Existe muita sinergia no ensino de matemática e de ciência de dados. Quais as melhores formas de um conhecimento se beneficiar do outro? Trabalhar com ciência de dados é um processo de investigação. Tudo começa com uma pergunta, e aí vou coletar dados, analisá-los e, em seguida, comunicá-los das mais diferentes maneiras. Esse processo de investigação está totalmente ligado à matemática. E seria muito legal se a matemática fosse ensinada de uma forma aberta e criativa, não é?

Mas a ciência de dados se conecta com outras disciplinas do currículo, seja com dados históricos, em aulas de ciências e até em educação física —qualquer disciplina. E tudo isso combinado com tecnologia. Essa é a matemática que o mundo precisa neste momento.

Queria falar da abordagem Mentalidades Matemáticas, projeto que vem ganhando espaço e que já tem resultados também no Brasil. Nessa iniciativa, qual foi o grande desafio e qual é o grande aprendizado? Recomendamos uma abordagem realmente diferente para ensinar matemática, com mais profundidade e conexões, e não apenas com exercícios e provas, mas em alguns distritos dos EUA os professores acham que não têm autorização para alterar a abordagem vigente, como se tivessem que sempre usar um certo livro antigo para ensinar. Nunca é fácil realizar mudanças tão profundas. Mesmo assim, já são centenas de milhares de professores ensinando de forma diferente agora.

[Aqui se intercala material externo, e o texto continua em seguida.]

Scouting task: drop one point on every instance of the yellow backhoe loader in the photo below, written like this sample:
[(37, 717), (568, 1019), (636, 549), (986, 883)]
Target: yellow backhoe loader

O que você deixaria de mensagem para uma criança que ainda não gosta de matemática? Ela tem que saber que ela pode aprender tudo o que quiser. Temos que fugir da ideia de que só algumas pessoas têm um "cérebro matemático", que tem o dom para ela. Nós já sabemos que todos podem desenvolver seus cérebros e aprender o que quiserem e o quanto quiserem.


Jo Boaler, 57

Nascida no Reino Unido, mora na Califórnia (nos EUA), onde é professora da Universidade Stanford. Ela pesquisa o impacto de diferentes condutas e enfoques no ensino de matemática e é idealizadora de Mentalidades Matemáticas, abordagem que torna o aprendizado da disciplina mais visual e intuitivo. Ao todo, já escreveu 18 livros. Com outros pesquisadores, além de economistas e gestores públicos, participa da iniciativa Data Science 4 Everyone (Ciência de Dados para Todos), que busca mais espaço para as ciências de dados no currículo escolar.